Gay marriage opponents rally today at NH State House
CONCORD - Opponents of the state's gay marriage law plan to hold a rally at the steps of the State House today, as lawmakers await the scheduling of a vote on a bill that would repeal the law.
The rally is being organized by Rep. David Bates, R-Windham, who has taken the lead in the fight to reverse the law.
'This is a way to demonstrate support for traditional marriage,' Bates said on Monday. 'Supporters of the law say a majority support the law. I firmly don't believe that's true.'
The rally is also being backed by Cornerstone-Action, one of the main groups seeking to overturn the same-sex marriage law.
In an effort to counter Bates' message, Stand Up for New Hampshire Families, the organization recently formed to fight the repeal effort, plans to have its own speakers at the State House.
'Our opponents can pour their money into mailers, phone calls, buses and vans to try and gin up a crowd, but the simple fact is - the numbers don't lie,' said spokesman Tyler Deaton in a statement, pointing to a recent poll that found an overwhelming majority of Democrats and solid majority of independent voters in New Hampshire believe strongly the law should remain in effect.

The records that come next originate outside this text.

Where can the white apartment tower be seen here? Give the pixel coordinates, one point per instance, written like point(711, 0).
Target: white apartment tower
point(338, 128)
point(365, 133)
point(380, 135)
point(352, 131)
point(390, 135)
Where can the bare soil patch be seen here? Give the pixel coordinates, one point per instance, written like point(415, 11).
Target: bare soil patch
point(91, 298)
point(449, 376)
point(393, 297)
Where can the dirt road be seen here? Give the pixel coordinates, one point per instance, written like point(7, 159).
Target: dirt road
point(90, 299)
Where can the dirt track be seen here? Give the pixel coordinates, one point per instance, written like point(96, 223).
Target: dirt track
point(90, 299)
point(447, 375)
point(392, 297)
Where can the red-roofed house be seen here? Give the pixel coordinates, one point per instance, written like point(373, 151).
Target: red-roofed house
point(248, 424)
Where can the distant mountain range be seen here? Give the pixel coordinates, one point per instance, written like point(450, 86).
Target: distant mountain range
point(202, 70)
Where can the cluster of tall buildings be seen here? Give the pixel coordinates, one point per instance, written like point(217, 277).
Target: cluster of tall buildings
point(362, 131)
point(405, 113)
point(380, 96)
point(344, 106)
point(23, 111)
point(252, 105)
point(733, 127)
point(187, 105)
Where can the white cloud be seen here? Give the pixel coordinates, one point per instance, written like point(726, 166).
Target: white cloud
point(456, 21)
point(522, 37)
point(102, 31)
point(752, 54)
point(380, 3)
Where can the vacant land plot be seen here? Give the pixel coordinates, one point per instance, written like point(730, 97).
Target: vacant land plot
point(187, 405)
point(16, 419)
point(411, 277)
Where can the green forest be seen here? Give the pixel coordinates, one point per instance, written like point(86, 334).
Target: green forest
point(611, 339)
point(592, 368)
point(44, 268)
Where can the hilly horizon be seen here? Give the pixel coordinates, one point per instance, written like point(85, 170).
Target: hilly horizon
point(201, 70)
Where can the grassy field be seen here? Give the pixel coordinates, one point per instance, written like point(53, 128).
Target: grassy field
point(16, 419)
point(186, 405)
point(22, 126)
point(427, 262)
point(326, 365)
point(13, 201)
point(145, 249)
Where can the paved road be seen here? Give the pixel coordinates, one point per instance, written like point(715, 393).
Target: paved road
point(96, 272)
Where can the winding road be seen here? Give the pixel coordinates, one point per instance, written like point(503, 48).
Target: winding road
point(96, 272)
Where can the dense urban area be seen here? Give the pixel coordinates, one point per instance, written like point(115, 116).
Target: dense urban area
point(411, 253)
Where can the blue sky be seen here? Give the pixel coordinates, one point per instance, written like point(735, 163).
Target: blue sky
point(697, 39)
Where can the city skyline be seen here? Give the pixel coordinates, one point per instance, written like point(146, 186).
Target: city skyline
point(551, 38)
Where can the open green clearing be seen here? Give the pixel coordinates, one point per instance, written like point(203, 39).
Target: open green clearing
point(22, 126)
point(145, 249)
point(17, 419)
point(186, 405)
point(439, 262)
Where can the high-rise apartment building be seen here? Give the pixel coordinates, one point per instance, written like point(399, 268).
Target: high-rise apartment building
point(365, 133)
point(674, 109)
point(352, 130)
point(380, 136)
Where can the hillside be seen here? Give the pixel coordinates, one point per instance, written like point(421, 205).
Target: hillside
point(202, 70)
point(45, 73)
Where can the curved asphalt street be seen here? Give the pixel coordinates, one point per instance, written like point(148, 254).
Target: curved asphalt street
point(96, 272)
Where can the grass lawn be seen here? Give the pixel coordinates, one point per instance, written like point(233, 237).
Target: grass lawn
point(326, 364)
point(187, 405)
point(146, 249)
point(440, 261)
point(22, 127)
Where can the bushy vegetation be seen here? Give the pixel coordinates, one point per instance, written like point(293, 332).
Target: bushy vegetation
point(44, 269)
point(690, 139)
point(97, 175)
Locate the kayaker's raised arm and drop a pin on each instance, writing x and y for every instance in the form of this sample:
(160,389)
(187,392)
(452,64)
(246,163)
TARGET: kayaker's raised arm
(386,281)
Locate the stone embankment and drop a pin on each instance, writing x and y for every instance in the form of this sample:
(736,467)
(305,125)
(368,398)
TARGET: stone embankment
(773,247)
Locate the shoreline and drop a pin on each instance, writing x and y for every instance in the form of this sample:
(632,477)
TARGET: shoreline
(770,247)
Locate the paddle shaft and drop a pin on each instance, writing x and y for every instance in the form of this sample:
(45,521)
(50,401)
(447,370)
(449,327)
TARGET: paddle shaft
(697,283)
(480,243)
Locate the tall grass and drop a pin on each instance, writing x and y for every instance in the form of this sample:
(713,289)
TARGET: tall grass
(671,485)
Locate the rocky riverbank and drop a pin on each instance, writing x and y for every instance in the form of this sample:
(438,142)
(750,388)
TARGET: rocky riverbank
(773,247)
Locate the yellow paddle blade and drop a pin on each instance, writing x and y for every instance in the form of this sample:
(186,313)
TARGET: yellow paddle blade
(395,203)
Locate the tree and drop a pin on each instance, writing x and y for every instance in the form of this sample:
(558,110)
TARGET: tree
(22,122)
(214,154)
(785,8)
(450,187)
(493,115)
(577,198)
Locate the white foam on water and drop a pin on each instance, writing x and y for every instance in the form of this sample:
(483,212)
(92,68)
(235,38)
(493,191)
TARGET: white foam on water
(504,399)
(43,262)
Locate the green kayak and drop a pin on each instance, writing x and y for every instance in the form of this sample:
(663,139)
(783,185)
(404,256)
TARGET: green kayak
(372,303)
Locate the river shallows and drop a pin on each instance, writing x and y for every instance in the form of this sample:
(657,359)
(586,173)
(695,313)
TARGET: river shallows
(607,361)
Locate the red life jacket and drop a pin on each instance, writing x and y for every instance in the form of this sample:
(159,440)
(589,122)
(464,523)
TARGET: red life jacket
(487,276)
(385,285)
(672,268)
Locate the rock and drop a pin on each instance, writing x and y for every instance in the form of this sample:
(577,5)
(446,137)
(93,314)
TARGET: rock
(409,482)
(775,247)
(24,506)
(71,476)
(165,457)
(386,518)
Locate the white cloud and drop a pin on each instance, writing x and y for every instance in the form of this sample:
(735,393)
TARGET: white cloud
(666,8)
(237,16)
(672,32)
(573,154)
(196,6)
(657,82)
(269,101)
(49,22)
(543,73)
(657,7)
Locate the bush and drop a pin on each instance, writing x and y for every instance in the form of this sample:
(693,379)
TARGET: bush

The poll found Republican voters evenly split on the issue, with 47 percent supporting repeal of the law and 47 percent supporting leaving it in place.
There was some confusion on Monday over which group was countering the other. Bates said that he had organized the rally to respond to one he thought was going to be held by Stand Up for New Hampshire Families, which in turn insisted it had no plans to hold an event.
The dueling rallies come as both sides in the debate maneuver ahead of a vote on the repeal bill, HB 437. No vote is scheduled for this week, but Cornerstone said in an email about the rally that one could come as soon as Feb. 15. Bates said he is crafting an amendment designed to win the widest margin of support.
The repeal is expected to pass the House and the Senate as well, but winning enough votes to override a promised veto from Gov. John Lynch will be a challenge for the bill's backers.
Both sides have declared that they will wage extensive campaigns for public and legislative support, and both are getting funding and assistance from donors and groups nationwide.